My daughter’s mother was sent from her village to Shinoukville when she was twelve years old.  She was a virgin and worth plenty to the woman who had paid her parents two hundred dollars for her.  They hoped she was being sold as a servant, but they had seven other children to care for and didn’t ask many questions.  She was sold by the hour to tourists, some American, some Thai, some Chinese.  Because she was so small she bled a lot, and not just the first time.  The woman who owned her was able to sell her virginity several times over before my daughter’s mother stopped bleeding and screaming and the men no longer believed in her innocence.

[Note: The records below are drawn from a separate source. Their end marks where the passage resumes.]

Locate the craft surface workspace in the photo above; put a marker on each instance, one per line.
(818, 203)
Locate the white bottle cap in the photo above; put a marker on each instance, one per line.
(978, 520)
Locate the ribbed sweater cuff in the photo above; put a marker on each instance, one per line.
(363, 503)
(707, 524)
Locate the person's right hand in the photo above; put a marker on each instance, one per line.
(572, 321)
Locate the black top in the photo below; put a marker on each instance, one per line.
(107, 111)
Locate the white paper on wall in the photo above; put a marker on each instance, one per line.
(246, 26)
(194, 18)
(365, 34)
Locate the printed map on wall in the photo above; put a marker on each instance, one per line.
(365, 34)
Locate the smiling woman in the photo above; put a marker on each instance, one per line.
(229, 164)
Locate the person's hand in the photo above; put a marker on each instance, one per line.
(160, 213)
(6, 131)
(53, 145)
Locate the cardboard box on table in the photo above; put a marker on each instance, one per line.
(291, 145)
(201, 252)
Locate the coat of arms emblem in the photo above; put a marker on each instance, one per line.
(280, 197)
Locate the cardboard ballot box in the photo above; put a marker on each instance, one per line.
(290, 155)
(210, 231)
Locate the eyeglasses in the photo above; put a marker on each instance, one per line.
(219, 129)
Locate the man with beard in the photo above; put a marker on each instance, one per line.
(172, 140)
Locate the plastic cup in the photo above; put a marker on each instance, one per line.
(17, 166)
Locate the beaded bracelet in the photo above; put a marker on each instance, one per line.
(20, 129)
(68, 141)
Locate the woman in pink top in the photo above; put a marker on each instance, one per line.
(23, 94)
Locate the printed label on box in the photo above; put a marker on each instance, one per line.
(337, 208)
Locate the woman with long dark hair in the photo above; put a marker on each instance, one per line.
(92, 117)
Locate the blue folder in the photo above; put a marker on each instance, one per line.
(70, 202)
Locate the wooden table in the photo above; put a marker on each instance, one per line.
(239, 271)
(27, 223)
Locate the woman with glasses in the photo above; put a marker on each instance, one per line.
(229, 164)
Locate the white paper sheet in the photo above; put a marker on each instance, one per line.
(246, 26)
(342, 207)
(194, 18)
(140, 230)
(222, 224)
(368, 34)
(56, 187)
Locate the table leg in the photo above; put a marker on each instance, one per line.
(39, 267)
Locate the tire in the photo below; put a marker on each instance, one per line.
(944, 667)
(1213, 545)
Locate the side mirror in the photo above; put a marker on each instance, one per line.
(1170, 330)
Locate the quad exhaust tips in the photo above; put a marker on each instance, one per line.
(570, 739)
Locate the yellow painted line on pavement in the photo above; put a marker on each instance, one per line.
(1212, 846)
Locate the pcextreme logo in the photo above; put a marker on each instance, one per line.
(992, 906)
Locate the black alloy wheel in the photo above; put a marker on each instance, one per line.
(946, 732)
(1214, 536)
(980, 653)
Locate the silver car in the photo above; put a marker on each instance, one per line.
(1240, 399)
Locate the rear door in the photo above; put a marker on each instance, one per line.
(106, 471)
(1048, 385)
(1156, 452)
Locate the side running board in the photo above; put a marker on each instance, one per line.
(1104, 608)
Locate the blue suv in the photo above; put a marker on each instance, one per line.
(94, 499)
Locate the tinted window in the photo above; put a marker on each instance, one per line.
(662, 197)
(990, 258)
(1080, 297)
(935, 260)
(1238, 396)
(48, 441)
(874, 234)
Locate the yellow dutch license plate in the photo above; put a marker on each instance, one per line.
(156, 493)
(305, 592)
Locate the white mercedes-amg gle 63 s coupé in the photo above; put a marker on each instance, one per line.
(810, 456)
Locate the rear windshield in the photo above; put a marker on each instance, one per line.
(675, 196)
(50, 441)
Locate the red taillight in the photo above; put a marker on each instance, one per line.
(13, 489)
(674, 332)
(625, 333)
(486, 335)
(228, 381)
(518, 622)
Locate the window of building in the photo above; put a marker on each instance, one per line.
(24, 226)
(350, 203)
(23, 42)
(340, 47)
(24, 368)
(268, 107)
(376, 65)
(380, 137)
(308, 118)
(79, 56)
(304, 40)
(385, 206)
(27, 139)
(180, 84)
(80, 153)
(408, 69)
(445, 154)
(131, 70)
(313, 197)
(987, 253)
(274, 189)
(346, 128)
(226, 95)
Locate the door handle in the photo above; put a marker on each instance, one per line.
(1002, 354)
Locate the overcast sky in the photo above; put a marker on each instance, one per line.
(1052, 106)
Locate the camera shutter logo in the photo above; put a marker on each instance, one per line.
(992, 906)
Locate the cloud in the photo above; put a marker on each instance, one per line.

My daughter’s mother didn’t know the father of her child, but it could have been anyone.

* * * * *

 

My daughter’s mother had four other children and was pregnant with my daughter when her husband was killed, beaten to death with a hoe after an argument.  She and the children already worked every day, she sewing and the children selling candy on the busy streets of Phnom Penh.  She didn’t know how she would continue to feed herself and the children she had without her husband’s income.  She wanted an abortion, but she couldn’t afford it.  Her brother, a taxi driver, offered to take the new baby and find her a good home.  My daughter’s mother considered drowning my daughter in the Mekong river, but instead she gave the child to her brother.  He took the baby to an American run orphanage in Shinoukville where he was paid a one hundred dollar finder’s fee.  He gave the baby the name Branett, wealth in Khmer, as a joke.  He didn’t share the money with his sister.

* * * * *

 

My daughter’s mother was a whore.

My daughter’s mother was a child.

My daughter’s mother is alive, or maybe she’s dead.

My daughter’s mother was motherless, or overprotected, or she was neglected, or she was pampered.

My daughter’s mother never thinks of the baby she gave away.

My daughter’s mother thinks of the baby she gave away every day.